Foreign tax loop hole may be about to close
An archaic rule in the UK tax system means non-domiciled individuals ( “non-doms”) can be born and raised in the UK and pay less tax than their UK citizen counterparts.
A person inherits their domicile at birth. Non-dom status will be triggered where a person’s father or grandfather was born in another country. Archaically non-dom status is not normally triggered if a person’s mother or grandmother was born abroad.
Alternatively a person can acquire a new domicile by proving to the UK government that they intend to live abroad permanently or indefinitely. A number of factors support their intention including owning a burial plot in the other country. Ironically none of the ways a taxpayer might demonstrate an intention to live abroad involve spending any significant time in the other country.
For tax purposes non-doms are under no legal obligation to declare income from foreign investments or bank accounts. Foreign income and gains are only subject to UK tax when brought back to the UK. In contrast a person born to a UK domiciled father and grandfather will be taxed on their foreign sourced income.
The rules encourage non-doms to shift their companies or trusts overseas to keep income and gains out of the UK tax authority’s reach.
Fairness is an important part in administering a tax system. Non-dom rules encourage abuse of the UK’s tax system. At last count 113,000 people had claimed non-dom tax status. The financial impact of wealthy individuals obtaining non-dom status is unknown.

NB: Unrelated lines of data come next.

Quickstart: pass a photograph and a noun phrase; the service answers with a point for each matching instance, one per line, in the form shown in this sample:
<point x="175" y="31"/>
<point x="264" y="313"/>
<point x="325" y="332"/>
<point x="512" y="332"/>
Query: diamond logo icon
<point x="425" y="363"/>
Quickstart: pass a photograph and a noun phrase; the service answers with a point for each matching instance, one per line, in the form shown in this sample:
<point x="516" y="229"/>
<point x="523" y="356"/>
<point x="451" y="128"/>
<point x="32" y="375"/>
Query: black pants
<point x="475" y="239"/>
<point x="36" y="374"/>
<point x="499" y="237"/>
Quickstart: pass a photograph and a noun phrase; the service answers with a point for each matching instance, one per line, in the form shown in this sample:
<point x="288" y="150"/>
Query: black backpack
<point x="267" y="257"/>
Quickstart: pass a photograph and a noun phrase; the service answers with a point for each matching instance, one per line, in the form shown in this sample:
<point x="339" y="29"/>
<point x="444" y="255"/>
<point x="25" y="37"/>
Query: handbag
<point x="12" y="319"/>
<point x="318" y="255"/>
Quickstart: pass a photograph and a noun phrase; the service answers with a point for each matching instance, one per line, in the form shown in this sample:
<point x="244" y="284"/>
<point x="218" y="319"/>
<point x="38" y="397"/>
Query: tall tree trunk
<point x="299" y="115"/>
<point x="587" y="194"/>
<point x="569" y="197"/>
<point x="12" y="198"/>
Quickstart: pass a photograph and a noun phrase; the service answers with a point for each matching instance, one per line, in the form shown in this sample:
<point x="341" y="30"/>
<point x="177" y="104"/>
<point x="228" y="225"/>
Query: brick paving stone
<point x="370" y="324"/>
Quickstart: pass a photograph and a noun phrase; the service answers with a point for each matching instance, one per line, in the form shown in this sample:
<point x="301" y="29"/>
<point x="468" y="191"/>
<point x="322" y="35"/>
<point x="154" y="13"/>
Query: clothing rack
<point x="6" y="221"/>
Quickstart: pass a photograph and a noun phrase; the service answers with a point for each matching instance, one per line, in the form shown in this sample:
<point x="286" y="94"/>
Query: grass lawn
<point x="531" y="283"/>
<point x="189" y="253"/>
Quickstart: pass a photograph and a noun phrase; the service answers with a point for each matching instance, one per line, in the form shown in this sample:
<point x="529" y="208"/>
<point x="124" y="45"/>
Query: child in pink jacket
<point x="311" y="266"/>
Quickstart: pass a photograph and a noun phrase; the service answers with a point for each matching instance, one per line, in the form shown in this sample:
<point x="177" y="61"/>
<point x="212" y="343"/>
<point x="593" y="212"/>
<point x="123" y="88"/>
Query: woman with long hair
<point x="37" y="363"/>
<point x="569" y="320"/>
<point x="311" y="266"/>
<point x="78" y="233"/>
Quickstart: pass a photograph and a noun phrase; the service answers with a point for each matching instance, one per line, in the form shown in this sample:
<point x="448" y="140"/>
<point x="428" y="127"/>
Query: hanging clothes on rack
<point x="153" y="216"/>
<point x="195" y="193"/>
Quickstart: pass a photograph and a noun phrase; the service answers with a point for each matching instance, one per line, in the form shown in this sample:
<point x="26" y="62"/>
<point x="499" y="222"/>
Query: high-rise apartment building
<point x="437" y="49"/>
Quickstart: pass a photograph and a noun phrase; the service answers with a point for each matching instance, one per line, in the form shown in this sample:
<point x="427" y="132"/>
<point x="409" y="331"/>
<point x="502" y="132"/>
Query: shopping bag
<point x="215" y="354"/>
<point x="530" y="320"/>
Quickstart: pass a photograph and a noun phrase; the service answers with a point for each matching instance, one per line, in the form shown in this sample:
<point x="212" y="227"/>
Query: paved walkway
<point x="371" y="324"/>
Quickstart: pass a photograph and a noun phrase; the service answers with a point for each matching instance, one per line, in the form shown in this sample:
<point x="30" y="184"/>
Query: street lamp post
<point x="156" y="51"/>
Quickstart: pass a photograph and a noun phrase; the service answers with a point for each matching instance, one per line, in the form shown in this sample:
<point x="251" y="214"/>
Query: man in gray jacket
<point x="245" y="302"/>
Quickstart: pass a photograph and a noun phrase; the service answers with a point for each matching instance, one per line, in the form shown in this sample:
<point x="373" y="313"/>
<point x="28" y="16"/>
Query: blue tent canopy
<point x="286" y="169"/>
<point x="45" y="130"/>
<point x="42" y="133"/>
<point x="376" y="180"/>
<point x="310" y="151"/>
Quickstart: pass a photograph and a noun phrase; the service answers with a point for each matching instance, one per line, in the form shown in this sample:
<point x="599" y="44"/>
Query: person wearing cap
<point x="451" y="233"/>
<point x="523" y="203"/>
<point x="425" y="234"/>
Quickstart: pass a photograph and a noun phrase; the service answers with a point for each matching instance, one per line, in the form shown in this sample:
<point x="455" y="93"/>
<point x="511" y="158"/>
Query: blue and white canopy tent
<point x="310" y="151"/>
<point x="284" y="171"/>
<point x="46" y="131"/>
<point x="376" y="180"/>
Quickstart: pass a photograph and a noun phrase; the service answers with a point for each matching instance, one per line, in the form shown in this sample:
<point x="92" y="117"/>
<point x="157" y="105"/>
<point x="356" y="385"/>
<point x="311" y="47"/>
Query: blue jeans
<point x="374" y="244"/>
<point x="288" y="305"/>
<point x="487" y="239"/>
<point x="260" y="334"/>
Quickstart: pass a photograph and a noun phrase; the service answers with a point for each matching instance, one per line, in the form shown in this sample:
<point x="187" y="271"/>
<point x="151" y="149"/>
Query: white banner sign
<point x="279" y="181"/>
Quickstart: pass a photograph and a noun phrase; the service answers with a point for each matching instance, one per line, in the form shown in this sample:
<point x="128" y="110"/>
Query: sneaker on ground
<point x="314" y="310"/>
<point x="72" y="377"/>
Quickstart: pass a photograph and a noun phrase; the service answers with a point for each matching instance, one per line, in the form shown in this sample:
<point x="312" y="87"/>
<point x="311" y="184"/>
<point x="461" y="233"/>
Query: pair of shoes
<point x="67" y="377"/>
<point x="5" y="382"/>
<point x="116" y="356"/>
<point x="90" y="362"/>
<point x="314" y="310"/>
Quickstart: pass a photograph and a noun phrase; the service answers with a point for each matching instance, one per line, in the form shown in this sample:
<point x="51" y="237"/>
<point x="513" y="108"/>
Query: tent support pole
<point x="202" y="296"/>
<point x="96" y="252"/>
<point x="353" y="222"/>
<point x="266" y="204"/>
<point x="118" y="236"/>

Without non-dom status UK residents are taxed on their worldwide income. This is consistent with New Zealand’s approach to taxation which is based on both residence and source of income.
New Zealand has no equivalent non-dom rule. Instead, an individual becomes a resident for tax purposes when one of two tests is meet. The first test requires personal presence in New Zealand for 183 days or more in a twelve month period. The second is more subjective, relying on the permanence of the person’s place of abode in New Zealand.
Tax exemptions apply to foreign sourced income for first-time New Zealand residents in their first four years.
New Zealand’s approach is more commonplace worldwide. The UK approach may be close to its use-by date, with some politicians calling for the nom-dom rule to be axed.